Bila kita mau jujur, sering sekali permasalahan budaya, dihadapai dengan emosi tanpa pemahaman ilmu dan kearifan lokal yang memadai. Sering sekali kita membenturkan budaya timur kita dengan konsep barat yang hanya dilihat sepintas. Mengutip sisi mudahnya budaya barat, namun mengesampingkan sisi negatifnya. Bahkan tak jarang kita hanya melihat secuil sikap yang disangka sudah seluruh tata sosial mereka. Seperti mudahnya menikah di barat, yang ternyata menghasilkan mudahnya perpisahan. Sering kita yang muda hanya melihat tayangan di televisi dan contoh semu di film. Padahal budaya ala Hollywood itu, bukan budaya utuh mereka. Padahal keluarga-keluarga di barat sana juga menginginkan dan menerapkan berbagai uji sebelum menikahkan anak mereka.

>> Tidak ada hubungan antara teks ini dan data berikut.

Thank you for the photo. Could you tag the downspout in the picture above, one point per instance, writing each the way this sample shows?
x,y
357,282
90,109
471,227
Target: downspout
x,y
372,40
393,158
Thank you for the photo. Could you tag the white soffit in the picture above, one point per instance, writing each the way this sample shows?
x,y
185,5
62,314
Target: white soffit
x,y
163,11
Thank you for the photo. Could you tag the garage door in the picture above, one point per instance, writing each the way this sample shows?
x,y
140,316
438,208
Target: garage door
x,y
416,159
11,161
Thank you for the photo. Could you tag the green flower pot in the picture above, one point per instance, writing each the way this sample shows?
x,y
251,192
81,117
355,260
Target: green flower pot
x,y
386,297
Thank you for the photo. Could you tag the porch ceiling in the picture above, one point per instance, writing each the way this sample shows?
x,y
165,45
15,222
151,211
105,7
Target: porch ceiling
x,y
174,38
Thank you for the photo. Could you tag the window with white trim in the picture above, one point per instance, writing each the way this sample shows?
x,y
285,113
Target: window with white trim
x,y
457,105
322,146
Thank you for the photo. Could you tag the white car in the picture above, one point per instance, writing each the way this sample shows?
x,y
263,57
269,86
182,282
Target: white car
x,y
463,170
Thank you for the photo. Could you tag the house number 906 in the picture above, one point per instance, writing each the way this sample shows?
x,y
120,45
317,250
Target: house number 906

Nah, disinilah kita kadang perlu merenungi kembali. Budaya kita, sistem yang dibangun oleh pengalaman dan manifestasi kearifan lokal ratusan tahun, sebenarnya sudah kita pahami atau belum. Atau mungin kita hanya latah mencela, tanpa memahami. Dan bilapun ada kesalahan bukankah ada banyak cara cerdas untuk memperbaikinya, secara bertahap, karena sesuatu yang sudah berakar dalam, tak mungkin dirubah dalam satu gebrakan.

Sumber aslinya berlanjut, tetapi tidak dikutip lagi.